GENEVA, June 30: Ministers from world's top trading nations on Friday were facing another crisis in their five-year drive to break down protectionist barriers, with the United States, the European Union and key developing countries still at odds over vital farm and industrial trade issues.

As ministers ended a second day of talks in Geneva, World Trade Organisation chief Pascal Lamy said the talks to liberalise global trade launched five years ago in Doha were in a difficult `red zone’.

Mr Lamy, who is working against the clock to clinch a deal in Geneva so that the WTO talks can be concluded as scheduled at the end of 2006, accused ministers of engaging in political rhetoric instead of showing the ‘political courage’ to take decisions.

"If we do not turn things around radically in the next few hours or days, we will quite frankly be facing a crisis," Mr Lamy told ministers.

Signalling growing pessimism over prospects of an outline deal over the weekend, Lamy said ministers were repeating set positions instead of making fresh offers which would break the negotiating deadlock.

Unlike previous WTO meetings which have focused on the EU's farm policies -- with the US and poorer nations castigating Brussels for its high farm tariffs -- the spotlight this time around is on the US.

The EU and key developing nations, including Brazil and India, are demanding that Washington make big cuts in its domestic farm support programme, worth $150 billion between 1995 and 2005.

But US Trade Representative Susan Schwab and Agriculture Secretary Mike Johanns said the US would only change farm support levels if the EU and developing nations further slashed import tariffs for farm products.

"Market access is the key that will unlock the negotiations," Mr Johanns told reporters.

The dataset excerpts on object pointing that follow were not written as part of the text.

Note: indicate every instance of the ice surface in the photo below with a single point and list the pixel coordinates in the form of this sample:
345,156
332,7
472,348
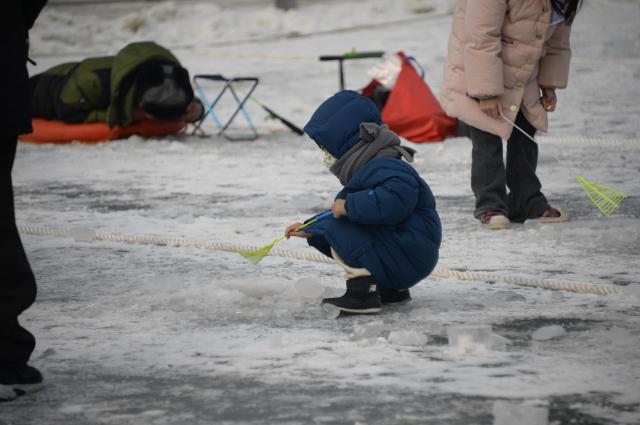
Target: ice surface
246,193
330,311
310,288
82,234
633,290
500,298
408,337
475,338
368,330
548,332
478,334
258,288
520,413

High agricultural tariffs made it "impossible to sell products" abroad, he added.

As the sniping continued, however, EU officials insisted that the US must make a ‘real movement’ to reduce its farm sector hand-outs. "US farm support is simply trade-distorting," said an EU spokesman.

Indian Commerce Minister Kamal Nath also lashed out at Washington's stance, saying there must be a trade-off between reductions in farm subsidies and tariff cuts.

"Substantial reduction in farm support is a prerequisite for market access improvements," Mr Nath told reporters.

Washington has said that a proposal from India, Brazil and other G20 group of developing countries for an average 54-per cent cut in import tariffs is inadequate. The US is also unhappy with an EU offer to make a 39-per cent reduction in farm import tariffs.

Indicating a new flexibility in the EU stance, the bloc's trade chief Peter Mandelson told reporters in Geneva he was ready to move “substantially closer" to the G20 position if other countries also showed flexibility.

With prospects for a weekend deal fading fast amid finger-pointing among ministers, European trade officials said there was a "high degree of pessimism" at the talks.

Mr Lamy has warned the future of the Doha trade talks as well as the WTO itself and the multilateral trading system was at risk.

If no decisions were taken on cutting farm and industrial tariffs -- as well as reducing farm support -- over the weekend, there could be no progress in other areas, such as services, Mr Lamy cautioned.

The Geneva meeting is the highest-level effort to break the current negotiating deadlock in the five-year old Doha round of WTO talks since a ministerial meeting in Hong Kong in December.

Officials in Geneva say that failure to reach an agreement this week will jeopardize prospects for an accord on a final global trade package at the end of 2006.

The year-end deadline is seen as crucial because President George W. Bush's fast-track authority to strike trade deals expires next year. Without it, any WTO agreement could be picked apart by US legislators seeking to amend the accord.

If ministers fail to clinch an agreement this weekend, WTO officials said, another meeting could be scheduled for the end of July, giving the US more time to switch its stance.